Cinderella's smile widened. "No, you're quite, Jaq. It is not nothing. It's everything. But, the fact is, I don't know what this will mean to us. I don't know what the palace will be like. I want you all to come with me, of course I do, but I need you to understand that we might not be able to see each other any more. I don't know. I just...don't know."

"We'll be okay, Cinderelly," Jaq declared. "If this is goodbye, I'll take care of everybody!"

"I know you will," Cinderella said. "But let's hope it doesn't come to that. And now I'd better start getting my things together before the Grand Duke starts to worry about me."

Progress was swift, mostly because she did not have very many things to collect: a nightgown, a few ribbons for her hair, a hairbrush and comb, a pair of headscarves. She would have had her mother's dress, but that had been destroyed the night before; Cinderella had swept up the tattered remains when she got home from the ball. A few books were all that was left to go into the chest, which Cinderella closed and locked, feeling the weight of it experimentally. It was very light, to contain a life.

"I suppose I ought to congratulate you, Cinderella."

Cinderella started, turning around to see her stepmother standing in the doorway.

"Calm down, child, I'm not going to lock you in again," Lady Tremaine said, walking into the room. "What would be the point? His Grace has already seen you, attempting to keep you away from the palace now would be futile, and would only hurt me. The same could be said of pushing you out of the window." She laughed, but that gave Cinderella no comfort.

"Why are you here, Stepmother?" Cinderella asked.

"I told His Grace I was going to see if you needed my help," Lady Tremaine said. "He is a very trusting man."

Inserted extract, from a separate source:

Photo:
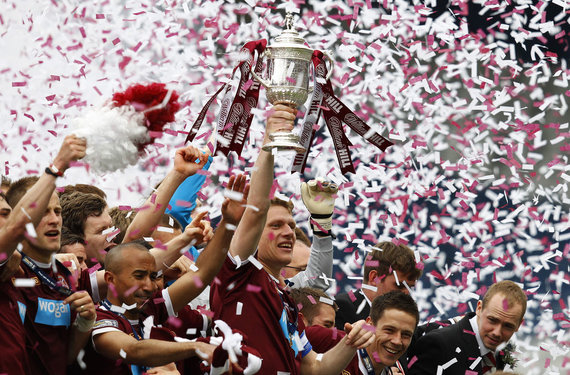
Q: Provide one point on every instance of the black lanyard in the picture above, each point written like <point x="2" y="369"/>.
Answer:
<point x="44" y="277"/>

"He is an honest man," Cinderella said.

"Is there a difference?" Lady Tremaine asked. "As I said, I suppose I must congratulate you, Cinderella, you have won. Though I would like to know how."

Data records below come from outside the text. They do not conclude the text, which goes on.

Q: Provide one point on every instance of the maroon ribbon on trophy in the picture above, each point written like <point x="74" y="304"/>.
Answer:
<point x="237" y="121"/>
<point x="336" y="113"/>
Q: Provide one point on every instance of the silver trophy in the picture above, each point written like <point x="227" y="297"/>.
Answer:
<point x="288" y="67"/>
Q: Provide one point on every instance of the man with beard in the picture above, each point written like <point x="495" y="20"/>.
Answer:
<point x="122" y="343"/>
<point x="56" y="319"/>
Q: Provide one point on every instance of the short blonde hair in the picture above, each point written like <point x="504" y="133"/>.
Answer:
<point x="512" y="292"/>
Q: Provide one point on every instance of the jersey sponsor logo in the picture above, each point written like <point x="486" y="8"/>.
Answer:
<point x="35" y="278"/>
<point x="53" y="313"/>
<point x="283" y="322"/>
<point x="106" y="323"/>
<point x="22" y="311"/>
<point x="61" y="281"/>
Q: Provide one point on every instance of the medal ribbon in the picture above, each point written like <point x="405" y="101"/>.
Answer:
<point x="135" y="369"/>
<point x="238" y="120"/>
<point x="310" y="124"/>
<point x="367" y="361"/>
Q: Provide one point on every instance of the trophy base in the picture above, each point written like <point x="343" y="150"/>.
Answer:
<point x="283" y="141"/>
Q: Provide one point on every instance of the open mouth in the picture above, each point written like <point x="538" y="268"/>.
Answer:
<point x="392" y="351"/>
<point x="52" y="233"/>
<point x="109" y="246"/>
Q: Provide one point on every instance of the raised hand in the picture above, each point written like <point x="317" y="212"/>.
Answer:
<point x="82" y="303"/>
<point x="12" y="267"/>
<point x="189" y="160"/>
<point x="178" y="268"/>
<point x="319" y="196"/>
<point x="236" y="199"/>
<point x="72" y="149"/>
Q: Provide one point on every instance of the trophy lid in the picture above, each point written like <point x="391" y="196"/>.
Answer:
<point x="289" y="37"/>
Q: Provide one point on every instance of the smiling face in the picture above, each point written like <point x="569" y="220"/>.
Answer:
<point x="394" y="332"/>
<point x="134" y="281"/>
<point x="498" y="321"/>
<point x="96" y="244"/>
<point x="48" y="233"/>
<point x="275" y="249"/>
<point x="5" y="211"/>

"I imagine that you would," Cinderella replied.

Lady Tremaine studied her for a moment. "I see. I imagine that you will make a good queen, though you may not like the fact."

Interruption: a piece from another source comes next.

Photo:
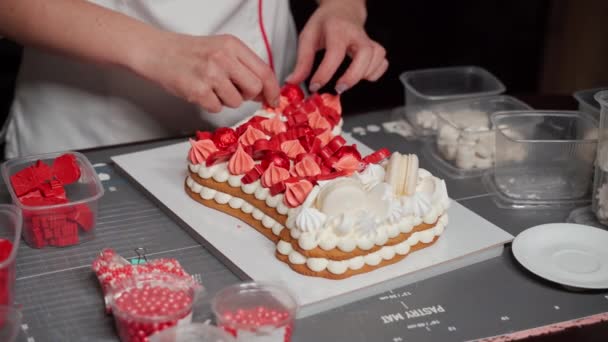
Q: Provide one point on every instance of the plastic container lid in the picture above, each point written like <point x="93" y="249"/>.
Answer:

Cinderella blinked. "I don't understand."

"Your mask is very good, but I see around the edges," Lady Tremaine said. "You want to be kind, to be good, to be sweet and even innocent. You want to be a font of virtue and free of vice, and look down on all of us who only have our good points. But you are not. I have heard you sniggering at my daughters, I have seen the way you look at them out of the corner of your eye - not often, but you do. A queen cannot be free of vice, any more than a great lady can. You will have to dissemble, lie, deceive and manipulate, and you will be good at all of those things and it will rip you apart."

Cinderella kept her face frozen, showing no sign of how much her stepmother's words riled her. "You will ruin this, stepmother. This time, you will not take my happiness from me."

"Of course not, was that my intention?" Lady Tremaine smiled. "Shall we go down?"

"One question, please stepmother," Cinderella said.

"Go on."

"Why?" Cinderella asked.

Lady Tremaine was silent for a moment. "Because you are as I was, once, but better," she said. "I had to stop you from becoming as I am now, only better, lest I should have to fear you."

"You could have made a friend of me," Cinderella said.

Lady Tremaine's smile was cold. "You have so much to learn. Come, now, Cinderella. You don't want to keep His Grace - still less His Highness - waiting, do you?"

A/N: This story is something of an experiment for me, but I hope that I pull it off well enough to make the experience enjoyable for you all.